Learn · How-to · AI Engineering
How to build an AI agent.
Six steps. From goal definition to production deployment. Drawn from 30+ AI agents AISD has shipped to mid-market and enterprise customers in the last 18 months.
Updated · 2026-05-04 · 12 min read
Step 01
Define the goal and success metrics
Write down the specific outcome the agent must produce — and the measurable criteria. Auto-resolution rate, p95 latency, cost ceiling per session, escalation rate. If you can't write the metric in one sentence, you don't have a goal yet — keep iterating.
Agents that don't have a measurable goal end up as demos. The metric anchors every later decision: which tools to expose, which orchestration pattern to pick, what the eval harness scores against, when you're allowed to declare 'done.'
Step 02
Map the tools the agent will need
List every API, database, and side-effecting action the agent must call. Define the typed schema for each. Identify which actions need human-in-the-loop approval. Each tool is an integration; this is where most of the build time goes.
Tool design is the single highest-leverage decision. A clean tool schema with typed inputs and explicit error states means the model can recover gracefully. A messy tool schema means the model invents arguments and your circuit breakers fire all day.
Step 03
Pick the orchestration pattern
Single-loop ReAct, plan-and-execute, or multi-agent graph (LangGraph). Pick for the actual problem, not for novelty. Most production agents are single-loop ReAct or plan-and-execute.
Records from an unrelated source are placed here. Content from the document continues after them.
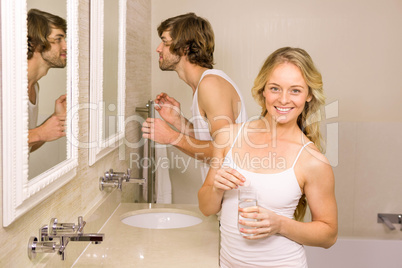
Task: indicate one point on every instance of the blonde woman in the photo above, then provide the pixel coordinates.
(280, 156)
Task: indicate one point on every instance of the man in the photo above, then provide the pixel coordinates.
(187, 47)
(46, 49)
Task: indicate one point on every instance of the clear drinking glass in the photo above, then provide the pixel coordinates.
(247, 198)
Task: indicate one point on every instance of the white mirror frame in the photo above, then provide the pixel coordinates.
(98, 146)
(20, 194)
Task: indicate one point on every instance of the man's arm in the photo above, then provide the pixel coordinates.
(215, 101)
(169, 109)
(52, 129)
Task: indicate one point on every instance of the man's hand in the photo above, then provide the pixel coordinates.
(168, 108)
(60, 106)
(52, 129)
(159, 131)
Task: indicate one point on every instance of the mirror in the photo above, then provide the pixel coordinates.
(52, 86)
(19, 193)
(107, 77)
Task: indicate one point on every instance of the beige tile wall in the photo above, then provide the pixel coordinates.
(80, 195)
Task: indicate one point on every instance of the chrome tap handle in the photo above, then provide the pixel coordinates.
(81, 224)
(55, 229)
(386, 221)
(40, 247)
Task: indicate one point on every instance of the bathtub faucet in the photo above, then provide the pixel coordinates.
(389, 220)
(55, 237)
(116, 179)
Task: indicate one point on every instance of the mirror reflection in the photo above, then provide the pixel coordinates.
(47, 75)
(110, 67)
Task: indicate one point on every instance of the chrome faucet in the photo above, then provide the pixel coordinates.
(389, 220)
(116, 179)
(55, 237)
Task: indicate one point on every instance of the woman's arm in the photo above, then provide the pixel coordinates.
(219, 179)
(319, 187)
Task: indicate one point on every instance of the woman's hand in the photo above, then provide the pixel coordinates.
(227, 178)
(267, 222)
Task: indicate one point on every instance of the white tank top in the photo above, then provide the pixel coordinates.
(279, 192)
(200, 123)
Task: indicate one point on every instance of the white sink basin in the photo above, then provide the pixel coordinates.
(161, 218)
Multi-agent is rarer than vendor marketing implies.
We default to single-loop for simple tools-and-decisions workflows. Plan-and-execute for tasks where the agent needs to outline before acting (research, multi-step writing). Multi-agent only when sub-tasks are fundamentally different and the cost of additional model calls is justified.
Step 04
Build the eval harness on day 1
A golden test set of 50–500 representative inputs scored automatically (model-graded) and by humans on a sample. Run on every PR. Without this you're shipping vibes — you'll hit production drift in week 4 with no way to measure it.
Eval-harness rigor is the difference between agents that survive and agents that die. Golden test set + automated scoring + a weekly human review of low-confidence cases. Score business metrics (resolution rate, accuracy on a labeled task), not just LLM-self-rated quality.
Step 05
Add guardrails
Input sanitization, output schema validation, prompt-injection adversarial test suite in CI, rate limits, per-session cost caps, circuit breakers on every tool call. Side-effecting actions gated by confidence thresholds.
Production agents fail in four ways: tool errors, prompt injection, cost spirals, distribution shift. Guardrails address each. The adversarial test suite is non-negotiable; if you can't break your own agent in CI, an attacker will break it in production.
Step 06
Deploy with observability and human-in-the-loop escalation
Every model call logged with cost, latency, tool-call success, schema-validation pass. Weekly review of low-confidence cases, fed back into the test set. Escalation path to a human when confidence is low or the action is consequential.
Agents in production are continuously monitored systems, not 'fire and forget' deploys. The weekly review ritual catches drift before it becomes an incident. Treat it the same way you treat oncall for any production system — because it is one.
Common mistakes we see
- Building before defining the success metric. Without a metric, you can't tell if iteration is helping. Most agents that get killed in production were never measurable from week 1.
- Reaching for multi-agent. Most "multi-agent" deployments are actually one agent with well-designed tools. Multi-agent costs more, fails more, and is harder to evaluate.
- Skipping the eval harness. "We'll add evals later" is the same lie as "we'll add tests later." It does not get added later.
- Treating prompt injection as a bug bash. Adversarial inputs from users, scraped pages, and email bodies are a structural threat. Defense is architectural, not patch-by-patch.